- Senders, Max L;
- Hernot, Sophie;
- Carlucci, Giuseppe;
- van de Voort, Jan C;
- Fay, Francois;
- Calcagno, Claudia;
- Tang, Jun;
- Alaarg, Amr;
- Zhao, Yiming;
- Ishino, Seigo;
- Palmisano, Anna;
- Boeykens, Gilles;
- Meerwaldt, Anu E;
- Sanchez-Gaytan, Brenda L;
- Baxter, Samantha;
- Zendman, Laura;
- Lobatto, Mark E;
- Karakatsanis, Nicolas A;
- Robson, Philip M;
- Broisat, Alexis;
- Raes, Geert;
- Lewis, Jason S;
- Tsimikas, Sotirios;
- Reiner, Thomas;
- Fayad, Zahi A;
- Devoogdt, Nick;
- Mulder, Willem JM;
- Pérez-Medina, Carlos
Objectives
This study sought to develop an integrative positron emission tomography (PET) with magnetic resonance imaging (MRI) procedure for accurate atherosclerotic plaque phenotyping, facilitated by clinically approved and nanobody radiotracers.Background
Noninvasive characterization of atherosclerosis remains a challenge in clinical practice. The limitations of current diagnostic methods demonstrate that, in addition to atherosclerotic plaque morphology and composition, disease activity needs to be evaluated.Methods
We screened 3 nanobody radiotracers targeted to different biomarkers of atherosclerosis progression, namely vascular cell adhesion molecule (VCAM)-1, lectin-like oxidized low-density lipoprotein receptor (LOX)-1, and macrophage mannose receptor (MMR).
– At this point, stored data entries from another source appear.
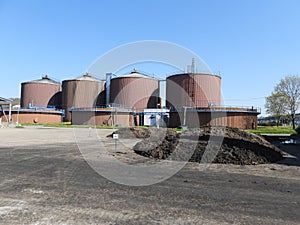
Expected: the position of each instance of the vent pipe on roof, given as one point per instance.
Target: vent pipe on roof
(107, 88)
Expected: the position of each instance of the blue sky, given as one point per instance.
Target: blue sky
(251, 44)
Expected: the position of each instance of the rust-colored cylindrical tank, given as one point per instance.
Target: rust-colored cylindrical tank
(44, 93)
(193, 90)
(82, 92)
(134, 90)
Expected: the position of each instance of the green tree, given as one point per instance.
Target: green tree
(289, 89)
(276, 106)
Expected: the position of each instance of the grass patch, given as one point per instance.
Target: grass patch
(273, 130)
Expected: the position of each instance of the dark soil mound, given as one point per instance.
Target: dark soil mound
(132, 132)
(208, 144)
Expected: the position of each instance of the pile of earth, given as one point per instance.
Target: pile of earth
(205, 144)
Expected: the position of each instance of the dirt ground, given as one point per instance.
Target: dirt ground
(46, 180)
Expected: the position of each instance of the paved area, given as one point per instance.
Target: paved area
(46, 180)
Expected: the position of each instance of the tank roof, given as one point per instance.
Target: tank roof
(85, 77)
(45, 80)
(201, 74)
(135, 74)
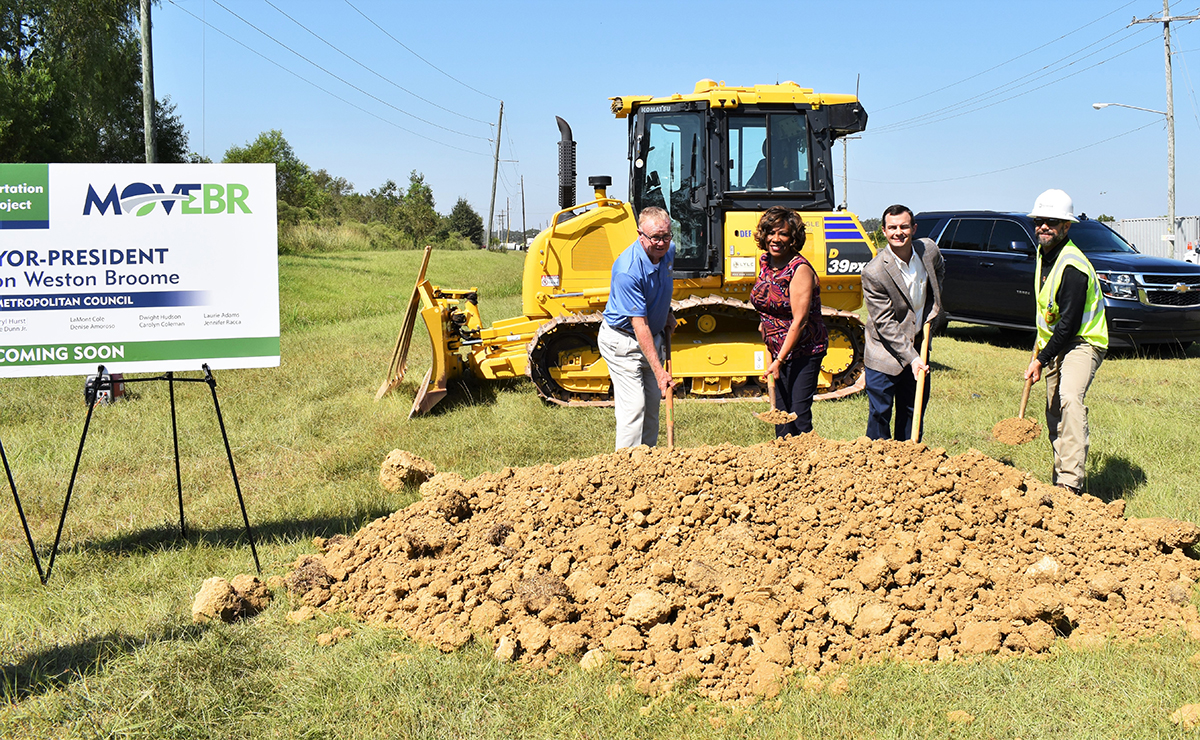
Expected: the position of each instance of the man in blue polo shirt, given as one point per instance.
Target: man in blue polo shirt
(633, 332)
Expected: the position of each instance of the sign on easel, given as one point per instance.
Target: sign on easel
(141, 268)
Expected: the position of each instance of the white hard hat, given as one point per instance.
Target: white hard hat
(1054, 204)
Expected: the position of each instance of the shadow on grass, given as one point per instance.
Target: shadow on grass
(1116, 479)
(61, 665)
(165, 536)
(1014, 338)
(463, 393)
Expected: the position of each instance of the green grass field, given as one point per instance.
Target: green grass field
(108, 648)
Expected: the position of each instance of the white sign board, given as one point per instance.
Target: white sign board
(139, 268)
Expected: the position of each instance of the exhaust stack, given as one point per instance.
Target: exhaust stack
(565, 166)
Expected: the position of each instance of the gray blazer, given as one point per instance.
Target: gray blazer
(892, 325)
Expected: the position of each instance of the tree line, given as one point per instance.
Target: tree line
(71, 91)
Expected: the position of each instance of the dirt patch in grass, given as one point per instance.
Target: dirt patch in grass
(1015, 431)
(739, 566)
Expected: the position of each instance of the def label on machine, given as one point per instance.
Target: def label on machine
(142, 268)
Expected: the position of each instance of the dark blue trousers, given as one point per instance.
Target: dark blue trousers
(885, 391)
(793, 392)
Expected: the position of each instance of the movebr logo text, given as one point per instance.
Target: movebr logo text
(193, 198)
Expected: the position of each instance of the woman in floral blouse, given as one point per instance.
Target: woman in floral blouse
(787, 295)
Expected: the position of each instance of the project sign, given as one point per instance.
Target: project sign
(141, 268)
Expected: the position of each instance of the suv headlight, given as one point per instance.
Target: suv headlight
(1119, 286)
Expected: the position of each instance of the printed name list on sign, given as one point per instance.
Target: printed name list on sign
(141, 268)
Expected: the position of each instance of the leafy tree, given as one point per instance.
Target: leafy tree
(294, 181)
(467, 222)
(419, 218)
(71, 84)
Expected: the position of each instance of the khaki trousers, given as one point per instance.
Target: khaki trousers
(635, 390)
(1068, 377)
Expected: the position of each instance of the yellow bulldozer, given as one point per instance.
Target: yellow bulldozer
(715, 160)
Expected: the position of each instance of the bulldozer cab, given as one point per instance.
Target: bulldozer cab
(732, 149)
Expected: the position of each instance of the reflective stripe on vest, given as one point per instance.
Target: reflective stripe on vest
(1092, 328)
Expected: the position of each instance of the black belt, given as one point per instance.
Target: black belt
(630, 332)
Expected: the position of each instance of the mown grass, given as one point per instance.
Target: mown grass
(108, 650)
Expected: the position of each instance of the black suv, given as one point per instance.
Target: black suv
(989, 277)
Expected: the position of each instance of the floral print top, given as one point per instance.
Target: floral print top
(772, 299)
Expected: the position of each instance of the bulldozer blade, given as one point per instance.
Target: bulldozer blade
(400, 354)
(429, 395)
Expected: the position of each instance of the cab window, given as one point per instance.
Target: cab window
(1009, 238)
(769, 154)
(671, 176)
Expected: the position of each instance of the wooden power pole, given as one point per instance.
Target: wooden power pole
(496, 170)
(148, 85)
(1170, 118)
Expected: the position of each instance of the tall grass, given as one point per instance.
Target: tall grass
(328, 236)
(108, 649)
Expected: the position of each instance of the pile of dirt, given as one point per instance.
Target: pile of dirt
(738, 566)
(1015, 431)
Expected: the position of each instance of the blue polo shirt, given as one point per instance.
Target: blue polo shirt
(640, 288)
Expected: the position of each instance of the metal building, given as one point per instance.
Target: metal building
(1147, 234)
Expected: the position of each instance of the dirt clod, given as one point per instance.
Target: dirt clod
(775, 416)
(1015, 431)
(220, 600)
(402, 468)
(738, 567)
(1187, 716)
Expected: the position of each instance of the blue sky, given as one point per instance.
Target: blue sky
(972, 104)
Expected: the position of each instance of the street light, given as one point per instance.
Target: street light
(1170, 164)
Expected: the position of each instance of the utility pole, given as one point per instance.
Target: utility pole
(148, 85)
(1170, 118)
(496, 170)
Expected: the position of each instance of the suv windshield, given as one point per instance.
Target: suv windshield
(1095, 238)
(669, 173)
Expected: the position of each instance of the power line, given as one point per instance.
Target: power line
(345, 82)
(1005, 169)
(917, 121)
(1007, 61)
(318, 37)
(418, 55)
(329, 92)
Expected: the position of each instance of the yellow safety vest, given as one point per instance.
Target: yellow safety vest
(1092, 329)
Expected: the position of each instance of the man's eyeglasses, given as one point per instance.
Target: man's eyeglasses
(655, 238)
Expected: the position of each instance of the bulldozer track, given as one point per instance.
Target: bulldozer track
(567, 332)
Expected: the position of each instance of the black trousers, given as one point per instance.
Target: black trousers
(795, 390)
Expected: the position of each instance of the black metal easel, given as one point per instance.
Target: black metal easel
(103, 380)
(21, 510)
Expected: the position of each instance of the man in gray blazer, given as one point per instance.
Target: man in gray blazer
(903, 287)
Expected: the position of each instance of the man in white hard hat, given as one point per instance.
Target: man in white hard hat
(1073, 335)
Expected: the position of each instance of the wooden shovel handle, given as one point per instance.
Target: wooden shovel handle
(670, 397)
(1029, 384)
(918, 407)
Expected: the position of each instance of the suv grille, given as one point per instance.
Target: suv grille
(1176, 290)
The nanobodies, initially radiolabeled with copper-64 (64Cu), were extensively evaluated in Apoe-/- mice and atherosclerotic rabbits using a combination of in vivo PET/MRI readouts and ex vivo radioactivity counting, autoradiography, and histological analyses.Results
The 3 nanobody radiotracers accumulated in atherosclerotic plaques and displayed short circulation times due to fast renal clearance. The MMR nanobody was selected for labeling with gallium-68 (68Ga), a short-lived radioisotope with high clinical relevance, and used in an ensuing atherosclerosis progression PET/MRI study. Macrophage burden was longitudinally studied by 68Ga-MMR-PET, plaque burden by T2-weighted MRI, and neovascularization by dynamic contrast-enhanced (DCE) MRI. Additionally, inflammation and microcalcifications were evaluated by fluorine-18 (18F)-labeled fluorodeoxyglucose (18F-FDG) and 18F-sodium fluoride (18F-NaF) PET, respectively. We observed an increase in all the aforementioned measures as disease progressed, and the imaging signatures correlated with histopathological features.Conclusions
We have evaluated nanobody-based radiotracers in rabbits and developed an integrative PET/MRI protocol that allows noninvasive assessment of different processes relevant to atherosclerosis progression. This approach allows the multiparametric study of atherosclerosis and can aid in early stage anti-atherosclerosis drug trials.